À cette étape de ma carrière, au cours de laquelle j’ai servi de leader pour de nombreux conseils et organismes et entretenu de bonnes relations avec le gouvernement fédéral, tant sur le plan politique qu’administratif, et en tant que membre du Conseil du CABAMC, j’espère pouvoir contribuer à la saine gouvernance du Collège et à l’atteinte des aspirations liées à la profession d’agent de PI au Canada.

Je suis en mesure de consacrer le temps et l’énergie nécessaires pour faire ce qu’il faut en vue de préserver la force, le respect et la valeur de la profession au Canada, tout en veillant à l’établissement d’un régime réglementaire moderne pour notre profession d’agent. 

Joanne Nardi

Depuis plus de 25 ans, je suis passionnée par le travail dans le domaine des marques de commerce. Mon expérience en tant qu’agente de marques de commerce comprend tous les aspects, allant du travail dans les grands cabinets d’avocats à la gestion de mon propre cabinet, ainsi que dix années passées en interne en tant que gestionnaire puis directrice de la propriété intellectuelle pour une grande entreprise brassicole pour laquelle j’ai géré un vaste portefeuille mondial de brevets et de marques de commerce. J’ai également travaillé en entreprise aux États-Unis et j’ai siégé au conseil d’administration de l’Institut de la propriété intellectuelle du Canada de 2017 à 2019.
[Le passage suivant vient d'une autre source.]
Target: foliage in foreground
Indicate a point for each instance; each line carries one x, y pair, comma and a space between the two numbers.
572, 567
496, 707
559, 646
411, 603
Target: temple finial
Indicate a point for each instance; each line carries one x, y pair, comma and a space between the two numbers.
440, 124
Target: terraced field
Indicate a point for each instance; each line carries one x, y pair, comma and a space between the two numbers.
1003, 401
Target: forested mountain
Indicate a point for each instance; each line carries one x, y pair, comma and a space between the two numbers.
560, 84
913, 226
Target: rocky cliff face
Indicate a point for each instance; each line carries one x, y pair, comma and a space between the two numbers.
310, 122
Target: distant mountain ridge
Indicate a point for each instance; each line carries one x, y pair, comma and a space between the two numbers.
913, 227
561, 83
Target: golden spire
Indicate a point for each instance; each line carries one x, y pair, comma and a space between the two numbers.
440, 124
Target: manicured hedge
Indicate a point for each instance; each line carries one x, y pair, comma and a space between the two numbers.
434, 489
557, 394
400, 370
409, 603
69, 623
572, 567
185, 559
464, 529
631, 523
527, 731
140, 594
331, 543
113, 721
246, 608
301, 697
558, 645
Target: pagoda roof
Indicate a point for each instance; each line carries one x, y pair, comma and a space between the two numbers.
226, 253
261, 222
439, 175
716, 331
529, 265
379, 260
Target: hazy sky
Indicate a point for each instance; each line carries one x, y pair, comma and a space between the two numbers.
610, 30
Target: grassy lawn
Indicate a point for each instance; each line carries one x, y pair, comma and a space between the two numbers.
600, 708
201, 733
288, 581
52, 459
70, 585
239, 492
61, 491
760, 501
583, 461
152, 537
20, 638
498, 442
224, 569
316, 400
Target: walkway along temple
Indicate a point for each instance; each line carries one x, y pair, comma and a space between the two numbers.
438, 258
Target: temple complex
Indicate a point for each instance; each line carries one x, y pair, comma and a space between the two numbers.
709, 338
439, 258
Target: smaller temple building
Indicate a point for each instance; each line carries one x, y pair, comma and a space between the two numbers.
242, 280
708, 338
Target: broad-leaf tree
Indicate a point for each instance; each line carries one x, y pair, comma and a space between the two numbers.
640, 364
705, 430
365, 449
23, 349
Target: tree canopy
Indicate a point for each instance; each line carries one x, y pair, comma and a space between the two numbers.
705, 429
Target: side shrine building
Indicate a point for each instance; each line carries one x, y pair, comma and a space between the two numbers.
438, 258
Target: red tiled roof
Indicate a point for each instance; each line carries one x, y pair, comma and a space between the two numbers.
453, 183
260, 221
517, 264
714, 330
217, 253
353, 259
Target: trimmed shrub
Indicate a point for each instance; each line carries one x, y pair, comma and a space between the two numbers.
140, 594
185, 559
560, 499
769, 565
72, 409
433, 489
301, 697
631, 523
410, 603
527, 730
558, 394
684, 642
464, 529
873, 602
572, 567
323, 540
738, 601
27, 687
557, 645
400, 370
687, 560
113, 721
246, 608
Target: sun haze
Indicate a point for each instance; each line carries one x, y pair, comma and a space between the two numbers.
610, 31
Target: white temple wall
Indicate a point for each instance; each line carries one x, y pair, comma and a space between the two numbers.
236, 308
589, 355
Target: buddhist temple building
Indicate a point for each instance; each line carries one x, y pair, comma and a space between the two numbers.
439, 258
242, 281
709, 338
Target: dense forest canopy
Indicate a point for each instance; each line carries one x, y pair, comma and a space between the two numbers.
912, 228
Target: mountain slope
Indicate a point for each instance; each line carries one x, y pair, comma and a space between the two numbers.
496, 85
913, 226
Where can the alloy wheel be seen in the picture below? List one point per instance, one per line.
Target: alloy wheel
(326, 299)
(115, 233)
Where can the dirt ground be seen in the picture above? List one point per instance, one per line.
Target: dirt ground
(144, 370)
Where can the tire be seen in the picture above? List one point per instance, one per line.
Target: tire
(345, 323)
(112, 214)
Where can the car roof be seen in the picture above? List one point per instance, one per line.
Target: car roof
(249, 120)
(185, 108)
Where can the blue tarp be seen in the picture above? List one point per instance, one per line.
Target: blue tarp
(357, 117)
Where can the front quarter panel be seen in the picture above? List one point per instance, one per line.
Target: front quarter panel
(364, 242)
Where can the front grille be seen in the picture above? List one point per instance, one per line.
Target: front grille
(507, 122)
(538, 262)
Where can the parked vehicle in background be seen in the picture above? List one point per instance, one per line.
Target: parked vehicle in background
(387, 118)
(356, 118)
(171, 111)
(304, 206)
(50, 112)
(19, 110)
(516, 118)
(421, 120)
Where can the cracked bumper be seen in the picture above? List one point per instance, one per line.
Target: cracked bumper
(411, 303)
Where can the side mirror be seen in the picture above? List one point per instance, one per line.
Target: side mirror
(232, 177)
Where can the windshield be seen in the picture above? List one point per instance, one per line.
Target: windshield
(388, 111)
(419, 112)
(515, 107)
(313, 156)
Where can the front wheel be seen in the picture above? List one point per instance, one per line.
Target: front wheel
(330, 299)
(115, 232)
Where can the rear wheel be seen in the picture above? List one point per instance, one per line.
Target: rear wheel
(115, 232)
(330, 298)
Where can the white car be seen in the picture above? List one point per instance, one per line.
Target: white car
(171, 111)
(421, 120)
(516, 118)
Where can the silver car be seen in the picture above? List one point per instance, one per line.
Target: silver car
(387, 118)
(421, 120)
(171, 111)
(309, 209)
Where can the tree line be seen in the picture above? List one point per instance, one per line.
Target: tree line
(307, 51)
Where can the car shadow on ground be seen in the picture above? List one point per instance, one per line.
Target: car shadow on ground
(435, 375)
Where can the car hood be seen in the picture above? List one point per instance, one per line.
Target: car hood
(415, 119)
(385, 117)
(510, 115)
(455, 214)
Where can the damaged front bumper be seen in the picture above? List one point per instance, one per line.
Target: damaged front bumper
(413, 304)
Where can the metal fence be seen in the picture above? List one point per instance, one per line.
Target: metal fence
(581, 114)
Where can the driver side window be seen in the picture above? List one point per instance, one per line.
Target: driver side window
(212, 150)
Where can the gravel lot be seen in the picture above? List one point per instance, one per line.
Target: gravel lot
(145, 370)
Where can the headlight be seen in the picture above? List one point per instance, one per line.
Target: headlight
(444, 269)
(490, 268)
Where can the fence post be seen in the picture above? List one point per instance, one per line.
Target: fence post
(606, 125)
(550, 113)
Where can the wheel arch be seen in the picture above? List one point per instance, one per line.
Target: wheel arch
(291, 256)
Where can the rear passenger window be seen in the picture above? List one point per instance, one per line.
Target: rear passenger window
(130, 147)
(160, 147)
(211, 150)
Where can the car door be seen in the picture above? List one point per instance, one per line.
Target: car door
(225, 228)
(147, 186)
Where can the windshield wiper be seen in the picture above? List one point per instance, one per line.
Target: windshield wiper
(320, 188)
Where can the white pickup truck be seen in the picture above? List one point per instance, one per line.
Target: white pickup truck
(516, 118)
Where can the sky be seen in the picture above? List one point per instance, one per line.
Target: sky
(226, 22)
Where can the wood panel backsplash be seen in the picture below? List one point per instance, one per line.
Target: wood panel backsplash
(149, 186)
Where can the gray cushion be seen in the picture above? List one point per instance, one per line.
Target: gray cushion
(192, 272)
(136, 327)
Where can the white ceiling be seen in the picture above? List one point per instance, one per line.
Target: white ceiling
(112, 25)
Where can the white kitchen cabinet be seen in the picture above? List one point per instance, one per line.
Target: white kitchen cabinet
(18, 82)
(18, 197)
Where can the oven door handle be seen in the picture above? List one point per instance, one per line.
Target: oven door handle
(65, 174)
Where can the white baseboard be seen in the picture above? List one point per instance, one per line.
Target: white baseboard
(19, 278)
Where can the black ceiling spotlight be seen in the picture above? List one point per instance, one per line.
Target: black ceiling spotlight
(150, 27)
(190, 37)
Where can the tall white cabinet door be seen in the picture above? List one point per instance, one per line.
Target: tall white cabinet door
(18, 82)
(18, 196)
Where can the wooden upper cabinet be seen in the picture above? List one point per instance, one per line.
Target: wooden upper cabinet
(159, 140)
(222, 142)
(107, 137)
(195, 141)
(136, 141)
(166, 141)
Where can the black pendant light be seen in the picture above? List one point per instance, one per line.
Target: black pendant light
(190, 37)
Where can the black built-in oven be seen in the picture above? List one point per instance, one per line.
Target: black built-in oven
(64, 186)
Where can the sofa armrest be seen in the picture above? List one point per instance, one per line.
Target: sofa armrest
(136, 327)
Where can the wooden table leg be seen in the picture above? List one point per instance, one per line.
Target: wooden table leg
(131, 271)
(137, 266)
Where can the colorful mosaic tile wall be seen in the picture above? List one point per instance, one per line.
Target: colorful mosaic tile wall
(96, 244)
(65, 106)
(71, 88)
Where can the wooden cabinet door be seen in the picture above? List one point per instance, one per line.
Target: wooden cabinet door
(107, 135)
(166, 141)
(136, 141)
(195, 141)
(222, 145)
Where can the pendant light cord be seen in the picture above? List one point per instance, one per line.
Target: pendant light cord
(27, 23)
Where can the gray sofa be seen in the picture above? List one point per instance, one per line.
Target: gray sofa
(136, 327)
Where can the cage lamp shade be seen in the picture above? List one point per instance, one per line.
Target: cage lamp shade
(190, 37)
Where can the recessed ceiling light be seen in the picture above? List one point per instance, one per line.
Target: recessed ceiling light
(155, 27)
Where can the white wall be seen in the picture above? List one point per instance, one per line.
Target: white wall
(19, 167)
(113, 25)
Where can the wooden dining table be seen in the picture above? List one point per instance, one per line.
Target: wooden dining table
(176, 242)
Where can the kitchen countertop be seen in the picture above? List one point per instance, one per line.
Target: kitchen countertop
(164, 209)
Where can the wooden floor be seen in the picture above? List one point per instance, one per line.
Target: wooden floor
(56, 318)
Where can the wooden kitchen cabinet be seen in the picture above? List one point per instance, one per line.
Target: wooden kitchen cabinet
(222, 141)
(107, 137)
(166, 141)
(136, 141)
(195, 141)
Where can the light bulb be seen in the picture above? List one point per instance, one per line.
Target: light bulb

J’ai eu la chance d’avoir une expérience aussi vaste et approfondie, et cette expérience me permettra de continuer à servir la communauté des marques de commerce en apportant une perspective unique au conseil d’administration du CABAMC. Je crois que la meilleure façon de protéger l’intérêt public est d’encourager une profession qui a une large assise et qui englobe de nombreuses perspectives et compétences.

Mon objectif est le suivant : faire en sorte que la profession soit la meilleure possible pour tous les titulaires de permis et pour le public. J’ai l’intention d’y parvenir en plaidant en faveur d’exigences et de possibilités solides et pratiques en matière de formation pour les titulaires de permis et en poursuivant le travail visant à créer une organisation de premier ordre pour protéger l’intérêt public. Je crois fermement que ces deux objectifs ne sont pas mutuellement exclusifs et que le fait d’avoir l’un servira l’autre, et je pense que je suis particulièrement bien placée pour aider à guider le Collège dans cette direction.